# my WHITE b14...



## whiteb14 (Jul 7, 2002)

*my WHITE b14... RATE MY RIDE!*


----------



## whiteb14 (Jul 7, 2002)

the site is down for a lil while... ill fix it asap


----------



## whiteb14 (Jul 7, 2002)

OK...


----------



## import02 (Oct 16, 2002)

nice, what kind of drop is that. progress springs?


----------



## whiteb14 (Jul 7, 2002)

bro... no lie... i think they're arospeed. i got em off some guy for $30... they're bright yellow. it was such a steal that i said f*** it  who else makes yellow springs besides arospeed and goldline?? its a 2" drop btw


----------



## import02 (Oct 16, 2002)

yea i have a 1.7 drop and i hate that dip in the back like your car, you know anyway to fix that


----------



## whiteb14 (Jul 7, 2002)

what i might do is cut one coil on the front springs to even it out... i know thats kinda shitty but it will solve the problem. the ride is of course bumpy but it because im still on the stock shocks


----------



## sethwas (Apr 30, 2002)

Hey,
Where was that FL meet at it looks familiar (especially the big pink building in the backround.

Seth


----------



## whiteb14 (Jul 7, 2002)

it was at Tamiami Park (where the youth fair is held every year)


----------



## Chicago Tony (Apr 15, 2003)

That looks very good.

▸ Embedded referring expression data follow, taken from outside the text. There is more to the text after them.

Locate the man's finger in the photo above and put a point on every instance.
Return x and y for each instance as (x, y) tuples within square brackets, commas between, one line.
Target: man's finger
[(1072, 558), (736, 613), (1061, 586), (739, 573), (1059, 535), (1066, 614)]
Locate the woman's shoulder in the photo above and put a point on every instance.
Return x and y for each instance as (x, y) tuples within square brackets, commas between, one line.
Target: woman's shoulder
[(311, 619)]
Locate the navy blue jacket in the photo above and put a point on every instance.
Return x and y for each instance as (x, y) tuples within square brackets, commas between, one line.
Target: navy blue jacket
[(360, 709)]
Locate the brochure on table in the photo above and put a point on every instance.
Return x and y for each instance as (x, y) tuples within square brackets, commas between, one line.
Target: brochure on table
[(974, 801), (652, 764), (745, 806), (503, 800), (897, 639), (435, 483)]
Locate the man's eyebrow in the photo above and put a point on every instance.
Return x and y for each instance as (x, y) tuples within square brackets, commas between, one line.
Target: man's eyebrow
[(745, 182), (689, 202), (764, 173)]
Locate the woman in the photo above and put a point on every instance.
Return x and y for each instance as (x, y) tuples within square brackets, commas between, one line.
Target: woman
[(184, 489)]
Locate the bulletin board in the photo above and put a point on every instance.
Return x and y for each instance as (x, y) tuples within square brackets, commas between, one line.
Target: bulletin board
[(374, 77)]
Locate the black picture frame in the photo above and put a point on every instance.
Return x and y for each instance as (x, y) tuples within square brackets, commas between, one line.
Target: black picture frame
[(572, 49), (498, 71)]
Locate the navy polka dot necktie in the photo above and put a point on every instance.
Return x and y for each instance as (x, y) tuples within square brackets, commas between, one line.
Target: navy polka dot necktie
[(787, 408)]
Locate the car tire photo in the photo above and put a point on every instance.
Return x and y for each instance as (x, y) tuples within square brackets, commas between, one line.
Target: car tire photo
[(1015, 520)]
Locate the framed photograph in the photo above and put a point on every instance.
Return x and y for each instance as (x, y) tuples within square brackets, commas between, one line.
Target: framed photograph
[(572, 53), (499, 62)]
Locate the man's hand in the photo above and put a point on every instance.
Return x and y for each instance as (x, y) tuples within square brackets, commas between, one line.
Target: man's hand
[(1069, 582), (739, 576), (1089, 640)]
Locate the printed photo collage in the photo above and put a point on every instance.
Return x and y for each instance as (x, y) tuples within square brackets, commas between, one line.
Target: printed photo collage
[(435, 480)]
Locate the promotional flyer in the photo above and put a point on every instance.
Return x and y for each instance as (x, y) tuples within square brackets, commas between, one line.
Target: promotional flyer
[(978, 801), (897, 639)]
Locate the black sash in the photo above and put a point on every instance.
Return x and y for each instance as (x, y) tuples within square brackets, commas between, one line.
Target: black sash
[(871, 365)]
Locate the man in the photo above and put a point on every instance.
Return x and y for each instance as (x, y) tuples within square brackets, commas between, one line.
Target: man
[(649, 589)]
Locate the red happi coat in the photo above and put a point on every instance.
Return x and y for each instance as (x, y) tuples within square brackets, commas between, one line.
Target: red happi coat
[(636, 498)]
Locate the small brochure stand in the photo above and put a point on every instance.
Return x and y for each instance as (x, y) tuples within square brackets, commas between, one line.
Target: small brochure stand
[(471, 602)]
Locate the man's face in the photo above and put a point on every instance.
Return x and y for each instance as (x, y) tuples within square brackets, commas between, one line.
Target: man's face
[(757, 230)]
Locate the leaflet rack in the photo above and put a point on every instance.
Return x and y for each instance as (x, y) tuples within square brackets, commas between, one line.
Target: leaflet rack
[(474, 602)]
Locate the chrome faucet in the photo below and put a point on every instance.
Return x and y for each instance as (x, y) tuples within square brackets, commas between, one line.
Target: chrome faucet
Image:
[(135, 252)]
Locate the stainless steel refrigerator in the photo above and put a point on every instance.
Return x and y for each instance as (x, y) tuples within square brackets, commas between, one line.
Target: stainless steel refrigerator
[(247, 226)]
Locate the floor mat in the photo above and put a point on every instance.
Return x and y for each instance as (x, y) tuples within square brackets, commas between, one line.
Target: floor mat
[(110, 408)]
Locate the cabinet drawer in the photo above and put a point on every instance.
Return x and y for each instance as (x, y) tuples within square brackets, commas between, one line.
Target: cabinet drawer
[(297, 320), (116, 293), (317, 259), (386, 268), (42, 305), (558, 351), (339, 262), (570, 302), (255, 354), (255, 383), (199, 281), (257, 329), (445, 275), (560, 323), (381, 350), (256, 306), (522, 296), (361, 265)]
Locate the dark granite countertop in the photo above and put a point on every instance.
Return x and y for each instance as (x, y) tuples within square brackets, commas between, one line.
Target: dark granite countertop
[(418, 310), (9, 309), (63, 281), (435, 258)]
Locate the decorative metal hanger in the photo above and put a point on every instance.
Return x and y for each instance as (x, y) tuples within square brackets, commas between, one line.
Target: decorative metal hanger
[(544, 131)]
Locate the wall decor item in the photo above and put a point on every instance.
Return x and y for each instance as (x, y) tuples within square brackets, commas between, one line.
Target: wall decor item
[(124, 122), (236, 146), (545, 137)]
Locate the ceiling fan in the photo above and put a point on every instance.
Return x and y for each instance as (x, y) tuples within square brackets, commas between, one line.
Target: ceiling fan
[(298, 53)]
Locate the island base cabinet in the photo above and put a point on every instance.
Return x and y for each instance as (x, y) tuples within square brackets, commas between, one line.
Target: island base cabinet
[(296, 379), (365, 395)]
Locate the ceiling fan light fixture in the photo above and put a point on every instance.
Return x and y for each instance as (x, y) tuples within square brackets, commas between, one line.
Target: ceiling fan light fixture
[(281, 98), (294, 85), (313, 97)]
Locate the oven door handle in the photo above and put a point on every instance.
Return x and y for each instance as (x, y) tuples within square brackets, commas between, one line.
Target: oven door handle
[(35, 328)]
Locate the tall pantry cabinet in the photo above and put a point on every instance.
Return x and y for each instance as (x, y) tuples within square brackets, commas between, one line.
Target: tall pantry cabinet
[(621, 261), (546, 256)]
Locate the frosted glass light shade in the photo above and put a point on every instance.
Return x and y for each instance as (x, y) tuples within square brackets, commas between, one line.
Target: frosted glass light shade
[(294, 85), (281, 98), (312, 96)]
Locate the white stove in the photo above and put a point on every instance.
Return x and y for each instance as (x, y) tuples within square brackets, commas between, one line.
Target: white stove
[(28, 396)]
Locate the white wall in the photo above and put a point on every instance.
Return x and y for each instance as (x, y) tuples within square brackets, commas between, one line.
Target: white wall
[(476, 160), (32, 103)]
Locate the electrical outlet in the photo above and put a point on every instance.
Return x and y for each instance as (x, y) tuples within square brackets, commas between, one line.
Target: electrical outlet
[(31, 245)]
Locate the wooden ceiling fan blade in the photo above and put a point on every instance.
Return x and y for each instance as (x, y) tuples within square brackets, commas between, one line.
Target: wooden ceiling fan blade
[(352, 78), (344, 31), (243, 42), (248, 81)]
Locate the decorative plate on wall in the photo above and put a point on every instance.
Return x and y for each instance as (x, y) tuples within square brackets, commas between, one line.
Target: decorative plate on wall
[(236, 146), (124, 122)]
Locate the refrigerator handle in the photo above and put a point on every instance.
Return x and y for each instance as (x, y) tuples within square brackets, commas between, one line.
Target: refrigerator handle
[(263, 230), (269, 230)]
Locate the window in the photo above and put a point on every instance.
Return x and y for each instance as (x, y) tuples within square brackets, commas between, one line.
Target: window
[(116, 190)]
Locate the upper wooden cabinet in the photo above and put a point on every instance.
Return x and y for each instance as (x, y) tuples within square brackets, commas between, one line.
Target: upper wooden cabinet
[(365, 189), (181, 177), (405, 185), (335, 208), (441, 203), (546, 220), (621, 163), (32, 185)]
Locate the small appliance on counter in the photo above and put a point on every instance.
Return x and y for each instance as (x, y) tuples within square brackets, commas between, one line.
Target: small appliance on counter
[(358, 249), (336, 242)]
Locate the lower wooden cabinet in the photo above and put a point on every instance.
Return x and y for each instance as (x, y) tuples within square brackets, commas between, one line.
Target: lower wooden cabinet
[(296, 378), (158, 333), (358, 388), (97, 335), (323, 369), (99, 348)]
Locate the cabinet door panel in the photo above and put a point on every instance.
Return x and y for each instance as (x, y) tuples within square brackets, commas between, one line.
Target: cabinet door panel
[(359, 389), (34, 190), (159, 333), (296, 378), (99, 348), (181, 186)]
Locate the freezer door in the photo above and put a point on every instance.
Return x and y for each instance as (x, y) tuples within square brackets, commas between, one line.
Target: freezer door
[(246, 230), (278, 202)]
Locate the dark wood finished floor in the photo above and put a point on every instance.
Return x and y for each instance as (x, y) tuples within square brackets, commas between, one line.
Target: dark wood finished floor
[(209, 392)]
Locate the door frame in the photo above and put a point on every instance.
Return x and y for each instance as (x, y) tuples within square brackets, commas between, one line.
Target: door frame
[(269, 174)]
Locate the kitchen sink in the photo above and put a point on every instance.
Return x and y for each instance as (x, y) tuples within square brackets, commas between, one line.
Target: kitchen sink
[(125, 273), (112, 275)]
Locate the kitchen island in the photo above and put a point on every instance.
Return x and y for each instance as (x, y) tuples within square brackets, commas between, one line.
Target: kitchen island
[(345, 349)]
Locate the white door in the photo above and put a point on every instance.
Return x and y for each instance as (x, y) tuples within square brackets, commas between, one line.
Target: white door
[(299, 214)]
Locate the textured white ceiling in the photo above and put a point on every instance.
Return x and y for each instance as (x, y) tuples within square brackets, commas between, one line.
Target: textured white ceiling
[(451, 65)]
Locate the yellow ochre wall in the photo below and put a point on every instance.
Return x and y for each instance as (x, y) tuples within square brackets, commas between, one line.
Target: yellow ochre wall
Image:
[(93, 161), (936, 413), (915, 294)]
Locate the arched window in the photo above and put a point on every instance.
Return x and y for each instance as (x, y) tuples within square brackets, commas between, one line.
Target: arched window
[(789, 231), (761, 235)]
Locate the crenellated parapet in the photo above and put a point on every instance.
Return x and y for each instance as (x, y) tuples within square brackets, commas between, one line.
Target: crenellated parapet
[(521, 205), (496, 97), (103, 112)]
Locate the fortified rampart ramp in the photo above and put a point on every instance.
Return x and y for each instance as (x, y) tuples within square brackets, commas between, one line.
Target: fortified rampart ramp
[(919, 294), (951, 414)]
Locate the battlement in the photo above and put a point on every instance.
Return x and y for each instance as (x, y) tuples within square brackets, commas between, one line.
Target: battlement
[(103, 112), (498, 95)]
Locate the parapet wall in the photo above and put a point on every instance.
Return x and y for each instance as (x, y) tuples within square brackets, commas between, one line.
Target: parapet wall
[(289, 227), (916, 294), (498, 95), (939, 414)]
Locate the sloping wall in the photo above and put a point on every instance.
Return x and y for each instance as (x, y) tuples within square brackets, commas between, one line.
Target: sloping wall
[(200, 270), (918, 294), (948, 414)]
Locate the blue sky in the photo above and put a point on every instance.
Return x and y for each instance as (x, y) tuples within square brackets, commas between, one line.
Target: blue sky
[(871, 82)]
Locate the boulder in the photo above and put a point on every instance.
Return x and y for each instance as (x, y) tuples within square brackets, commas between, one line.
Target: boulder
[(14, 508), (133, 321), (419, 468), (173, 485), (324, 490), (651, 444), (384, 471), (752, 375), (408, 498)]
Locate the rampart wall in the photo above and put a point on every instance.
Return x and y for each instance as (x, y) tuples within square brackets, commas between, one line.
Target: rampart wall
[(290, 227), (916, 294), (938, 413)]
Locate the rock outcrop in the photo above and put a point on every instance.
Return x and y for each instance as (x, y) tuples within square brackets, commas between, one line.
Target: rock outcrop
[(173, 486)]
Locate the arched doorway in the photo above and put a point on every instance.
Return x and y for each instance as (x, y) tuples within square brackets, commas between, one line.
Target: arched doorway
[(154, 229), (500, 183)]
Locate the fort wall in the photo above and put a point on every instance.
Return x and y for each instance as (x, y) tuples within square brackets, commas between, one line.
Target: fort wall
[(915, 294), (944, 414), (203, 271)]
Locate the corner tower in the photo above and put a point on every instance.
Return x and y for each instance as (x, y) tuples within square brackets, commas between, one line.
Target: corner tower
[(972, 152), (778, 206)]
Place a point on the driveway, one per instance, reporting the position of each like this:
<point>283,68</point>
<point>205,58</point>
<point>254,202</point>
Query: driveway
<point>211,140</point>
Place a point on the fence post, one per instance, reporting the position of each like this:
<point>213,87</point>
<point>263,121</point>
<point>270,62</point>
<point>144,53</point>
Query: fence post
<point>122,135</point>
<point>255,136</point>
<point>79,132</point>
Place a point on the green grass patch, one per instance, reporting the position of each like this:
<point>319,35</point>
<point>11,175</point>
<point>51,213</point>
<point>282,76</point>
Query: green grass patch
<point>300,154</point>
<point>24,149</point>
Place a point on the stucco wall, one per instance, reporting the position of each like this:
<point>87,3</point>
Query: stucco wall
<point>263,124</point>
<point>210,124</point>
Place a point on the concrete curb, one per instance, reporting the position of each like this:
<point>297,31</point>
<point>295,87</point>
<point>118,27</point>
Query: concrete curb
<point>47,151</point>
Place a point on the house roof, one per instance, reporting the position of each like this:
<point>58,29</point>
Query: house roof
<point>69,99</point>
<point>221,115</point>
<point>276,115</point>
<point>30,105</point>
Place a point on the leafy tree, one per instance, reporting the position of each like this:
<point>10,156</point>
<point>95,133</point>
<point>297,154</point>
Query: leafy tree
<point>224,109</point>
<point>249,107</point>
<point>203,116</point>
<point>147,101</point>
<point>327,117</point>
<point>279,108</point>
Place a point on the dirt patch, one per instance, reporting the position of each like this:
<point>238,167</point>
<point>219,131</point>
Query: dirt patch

Very clean looking. You doing anything else to the exterior?


----------



## whiteb14 (Jul 7, 2002)

Chicago Tony said:


> *That looks very good. Very clean looking. You doing anything else to the exterior? *


im trying to find the SE side skirts, 98 grille and a spoiler and im pretty much done w/ the outside.


----------



## Shawn (Sep 18, 2002)

Shaved and layin' frame


----------



## whiteb14 (Jul 7, 2002)

thats bad ass... would it be too hard to make the SE-R rims like bronze or gunmetal?


----------



## Exalta (Jan 21, 2003)

nice sunny emblems


----------



## dry (Oct 21, 2002)

Love your car... gunmetal rims were easy... heres a link...
http://www.nissanforums.com/showthread.php?s=&postid=109405#post109405
Your car reminds me of mine, just recolored  I like it


----------



## whiteb14 (Jul 7, 2002)

DryBoy said:


> *Love your car... gunmetal rims were easy... heres a link...
> http://www.nissanforums.com/showthread.php?s=&postid=109405#post109405
> Your car reminds me of mine, just recolored  I like it *


thanks dryboy... same thing here... our rides are the same


----------



## Sentrixx (Apr 30, 2002)

Shawnsilverb14 said:


> *
> 
> Shaved and layin' frame *



Don't you mean pan?


----------



## MP2050 (May 1, 2002)

I really like your white mirrors.....


----------



## whiteb14 (Jul 7, 2002)

MP2050 said:


> *I really like your white mirrors..... *


those white mirrors are there in memory of ur ride...


R . I . P
mp2050's B14
"was indeed the true white b14"
1998-2003


----------



## MP2050 (May 1, 2002)

whiteb14 said:


> *those white mirrors are there in memory of ur ride...
> 
> 
> R . I . P
> ...



AHHHH mannnn--U gonna MAKE ME CRY yo.....  -  


Enjoy them man and the ride looks so CLEAN--Keep up the good work!!


----------



## whiteb14 (Jul 7, 2002)

thanks MP it means a lot :cheers:


----------



## Sentrixx (Apr 30, 2002)

MP where were you sat for the meet?


----------



## Shawn (Sep 18, 2002)

A bit darker wheels...


----------



## whiteb14 (Jul 7, 2002)

thanks shawn... im actually gonna paint my se-r wheels gunmetal 2morrow and saturday... ill post pics as soon as im done with them


----------